Back in 2018, after years spent striving toward a goal of having its eponymous wearable recognized as a legitimate medical device, Apple earned an FDA clearance for the electrocardiogram function embedded in the Apple Watch. The agency’s nod allowed wearers to perform on-the-spot heart rhythm analyses, then receive alerts if any irregularities were identified, potentially indicating the presence of atrial fibrillation.
The FDA’s decision was based on early findings of the Apple Heart Study, which began in 2017 and enrolled more than 400,000 participants to perform regular ECGs with the Apple Watch. The study ultimately found that of those who received irregular pulse notifications from the device, about 84% were confirmed through a follow-up clinical consultation to have been in afib at the time of the alert.
A new analysis of that study’s data, however, focused on the remaining 16% of that group, assessing whether the Apple Watch could ultimately be used to identify arrhythmias other than afib.
Led by researchers from Apple and the Stanford University School of Medicine on behalf of their colleagues who led the original study, the analysis found that about 100 people in the study group were eventually diagnosed with a handful of other arrhythmias after receiving the irregular pulse notification, including premature atrial complexes and premature ventricular contractions, atrial tachycardia and nonsustained ventricular tachycardia.
The researchers focused on a subset of 450 study participants who received the potential afib alert from the wearable and were subsequently given ECG patches to wear for a week to track their heart rate. After that, afib was diagnosed in only about a third of the participants.
Among the 297 Apple Watch users not found to have afib, about 40% were later diagnosed with another type of arrhythmia. According to the researchers, those findings indicate that the device’s ECG capabilities could—and perhaps should—someday be expanded and refined to alert wearers to potential arrhythmias other than just afib.

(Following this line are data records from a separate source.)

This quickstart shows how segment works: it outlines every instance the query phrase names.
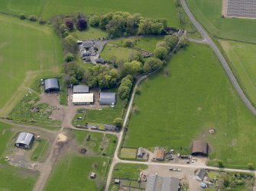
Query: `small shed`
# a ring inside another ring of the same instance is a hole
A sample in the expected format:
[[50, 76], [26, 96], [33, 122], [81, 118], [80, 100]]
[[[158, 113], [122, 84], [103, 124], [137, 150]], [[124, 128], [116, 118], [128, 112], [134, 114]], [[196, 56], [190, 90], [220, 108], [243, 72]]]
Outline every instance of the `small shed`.
[[92, 103], [93, 94], [73, 94], [73, 103], [74, 105], [84, 105]]
[[19, 133], [15, 145], [19, 148], [31, 148], [34, 140], [34, 136], [32, 133], [22, 132]]
[[164, 150], [157, 148], [156, 150], [156, 160], [157, 161], [164, 161]]
[[59, 91], [60, 85], [57, 78], [49, 78], [44, 80], [44, 91], [50, 93], [51, 91]]
[[195, 141], [192, 145], [191, 155], [208, 156], [208, 143], [201, 141]]
[[101, 92], [99, 95], [99, 103], [101, 105], [112, 105], [116, 103], [115, 93]]
[[145, 151], [142, 147], [138, 148], [137, 158], [143, 158], [143, 155], [145, 154]]
[[113, 125], [105, 125], [105, 130], [106, 131], [112, 131], [112, 132], [115, 132], [118, 129], [116, 127], [116, 126], [113, 126]]
[[196, 173], [196, 179], [199, 181], [203, 181], [206, 174], [206, 170], [204, 168], [200, 168]]
[[89, 93], [88, 85], [74, 85], [73, 86], [73, 94], [86, 94]]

That said, the researchers noted that they weren’t yet sure how widespread the benefits would be if other arrhythmia analyses were added to the Apple Watch. For one thing, about one-third of the participants who wore the ECG patch for a week with no signs of afib were later diagnosed with the condition, upping the overall accuracy rate of the wearable’s afib alerts and overshadowing the need for other arrhythmia alerts.

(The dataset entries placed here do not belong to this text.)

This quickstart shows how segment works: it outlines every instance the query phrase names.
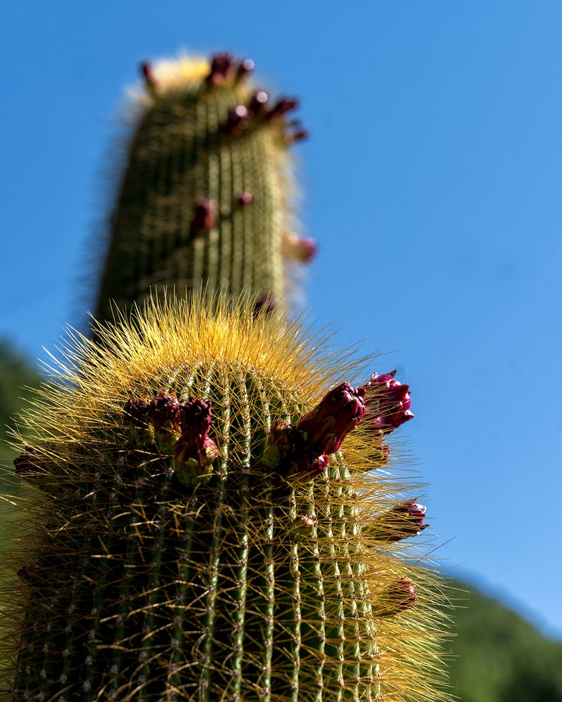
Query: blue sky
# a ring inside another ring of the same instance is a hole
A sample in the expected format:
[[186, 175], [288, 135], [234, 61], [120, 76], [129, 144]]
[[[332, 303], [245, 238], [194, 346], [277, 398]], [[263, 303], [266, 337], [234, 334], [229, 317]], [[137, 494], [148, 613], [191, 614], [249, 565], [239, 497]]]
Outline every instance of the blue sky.
[[302, 98], [306, 286], [413, 393], [442, 567], [562, 636], [562, 5], [6, 1], [0, 335], [79, 324], [123, 87], [181, 48]]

Additionally, even though some of the non-afib arrhythmias detected have been linked to stroke and other serious heart conditions, the researchers wrote, “available evidence does not suggest improvement in outcomes if these rhythms are treated or therapies aimed at reducing ischemic stroke risk are initiated.”
With that in mind, they concluded that before new arrhythmia-detecting features are added to the Apple Watch, further research should be gathered on the best approaches to managing and treating non-afib arrhythmias.
“In parallel to refining approaches for early identification of AF patients who would benefit from treatment, defining optimal care for patients with detection of incidental arrhythmias other than AF is needed,” they wrote.